Brand e contenuti…

La pala gommata telescopica VF-Venieri 863 TL si colloca fra i prodotti di fascia alta del mercato grazie a forti contenuti tecnologici

Il valore del brand.

Uno di quei temi scottanti dove si scontrano opinioni, spesso molto accese, che non lasciano spazio alle mezze misure.

A noi, però, piace ragionare con la nostra testa e affrontiamo questo tema così delicato in modo oggettivo.

Meglio una macchina mediocre con un marchio “importante” sui cofani o meglio una macchina meno conosciuta?

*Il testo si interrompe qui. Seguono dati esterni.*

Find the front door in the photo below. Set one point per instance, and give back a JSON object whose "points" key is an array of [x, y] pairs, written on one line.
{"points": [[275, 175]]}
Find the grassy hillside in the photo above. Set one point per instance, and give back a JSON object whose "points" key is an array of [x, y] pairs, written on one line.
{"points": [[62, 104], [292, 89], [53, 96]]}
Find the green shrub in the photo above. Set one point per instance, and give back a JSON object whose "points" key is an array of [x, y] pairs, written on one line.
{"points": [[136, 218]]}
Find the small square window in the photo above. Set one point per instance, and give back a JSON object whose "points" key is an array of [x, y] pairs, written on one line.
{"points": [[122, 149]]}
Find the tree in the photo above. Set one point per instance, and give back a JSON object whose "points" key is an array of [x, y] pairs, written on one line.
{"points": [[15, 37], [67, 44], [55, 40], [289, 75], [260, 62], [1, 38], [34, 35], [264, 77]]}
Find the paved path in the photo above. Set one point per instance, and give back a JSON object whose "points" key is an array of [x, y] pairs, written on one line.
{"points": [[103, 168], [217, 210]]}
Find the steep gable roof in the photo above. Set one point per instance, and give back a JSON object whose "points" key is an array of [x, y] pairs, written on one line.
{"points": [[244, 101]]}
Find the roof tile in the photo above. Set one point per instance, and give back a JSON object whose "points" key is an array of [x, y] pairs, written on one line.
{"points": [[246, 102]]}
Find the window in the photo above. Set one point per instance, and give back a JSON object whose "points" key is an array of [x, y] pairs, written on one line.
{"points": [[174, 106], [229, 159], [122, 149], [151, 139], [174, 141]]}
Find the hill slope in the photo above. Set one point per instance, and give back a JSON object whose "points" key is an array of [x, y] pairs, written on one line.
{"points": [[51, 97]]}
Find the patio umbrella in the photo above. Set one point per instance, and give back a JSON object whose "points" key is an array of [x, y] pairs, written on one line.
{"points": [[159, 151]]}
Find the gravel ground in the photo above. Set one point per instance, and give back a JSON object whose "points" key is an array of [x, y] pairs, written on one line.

Che però abbia tanta sostanza e ci dia comunque garanzie di affidabilità e prestazioni.

Attenzione! La risposta non è per nulla scontata…anzi!

Non è assolutamente detto che il marchio meno conosciuto sia meno costoso.

Possono influire la maggiore attenzione alla qualità o aspetti progettuali particolarmente ben curati. Così come volumi produttivi più bassi a fronte di una personalizzazione superiore.

O anche un’attenzione al cliente che lo accompagni quasi per mano nella scelta della soluzione corretta.

Scelte strategiche a cui andiamo incontro tutti i giorni nel momento in cui dobbiamo effettuare un acquisto.

Ma se nel mercato del consumo ci muoviamo spesso in modo meno accorto, nella scelta di uno strumento di lavoro le cose cambiano parecchio.

Problematica a cui si trovano di fronte molti marchi di qualità, come ad esempio la italiana VF-Venieri, che propongono macchine con prestazioni e caratteristiche che altri non hanno.

Avvicinarsi quindi a un marchio “quality oriented” come l’azienda di Lugo, oppure rimanere sul “già visto” con macchine che magari non soddisfano al 100% le nostre richieste ma “che comprano tutti”?

Non è semplice rispondere a questa domanda. Ognuno è ovviamente libero di spendere i propri soldi nel modo che ritiene più opportuno.

Di sicuro una maggiore attenzione ai contenuti, alle prestazioni, alle soluzioni tecnologiche dovrebbe sempre guidare la scelta di un bene strumentale.

Soprattutto a fronte di un investimento importante che deve portare in azienda un fondamentale valore aggiunto.

Purtroppo non è sempre così.

Ma un atteggiamento realmente orientato alla qualità, anche andando contro molti luoghi comuni, dovrebbe essere la guida di ogni imprenditore agricolo.